Human nature includes a certain change-averse instinct, I think; confronted with something new, we all have *some* vestige of that gut-level reaction that says "make it go away". For that instinct's purposes, smartphones are not supposed to be cameras because THAT IS NOT THE WAY IT WAS YESTERDAY!!1! (mutatis mutandis for film vs digital, dry plates vs wet, photography vs painting). And obviously we all have a countervailing tendency to get excited about the new shiny thing, and the way we adapt to changes involves those two instincts kind of fighting it out.
I actually think that works pretty well, in the big picture; individuals settle at different personal feelings about different kinds of change at different times, and we seem usually to end up on a reasonable middle path between chaos and stasis. All the wailing and gnashing of teeth about new tools displacing old ones (or less-new ones, as in this thread), and the frenzied rush of users to the Next Big Thing, are healthy parts of this process, IMHO. Y'all are part of the cultural immune system of human creativity!
OK, maybe I got a little carried away. But I think the general idea is sound---we adapt to new things, like pocket-sized Cray-killers[1] that can take pictures of reasonable quality, by freaking out about them in two directions at once and eventually stabilizing.

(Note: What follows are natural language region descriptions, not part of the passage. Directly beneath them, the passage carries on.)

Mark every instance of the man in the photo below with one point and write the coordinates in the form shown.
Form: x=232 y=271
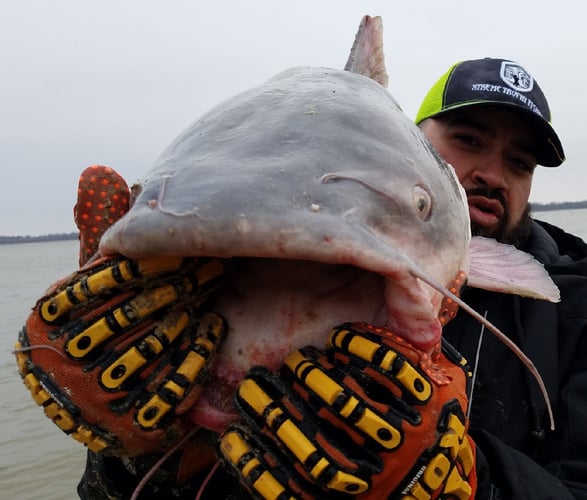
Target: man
x=490 y=120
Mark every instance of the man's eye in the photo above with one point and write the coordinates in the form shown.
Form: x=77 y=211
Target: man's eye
x=523 y=165
x=467 y=139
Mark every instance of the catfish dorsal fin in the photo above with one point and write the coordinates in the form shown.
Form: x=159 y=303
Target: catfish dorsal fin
x=503 y=268
x=366 y=57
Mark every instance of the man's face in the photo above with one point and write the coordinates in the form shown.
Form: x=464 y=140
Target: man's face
x=492 y=151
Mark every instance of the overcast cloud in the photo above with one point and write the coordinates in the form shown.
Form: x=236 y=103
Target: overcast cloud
x=113 y=82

Disclaimer: I'm not one of the smartphone manufacturers digging their own graves, but I am in the business of selling them the shovels with which to do it.
-NT
[1] Back in about 1988, a friend of mine predicted "in 20 years you'll have a Cray killer in your pocket". Turns out he missed by a couple of years: The iPhone 4S, which came out in 2011, had just about the same floating-point performance as a Cray-1.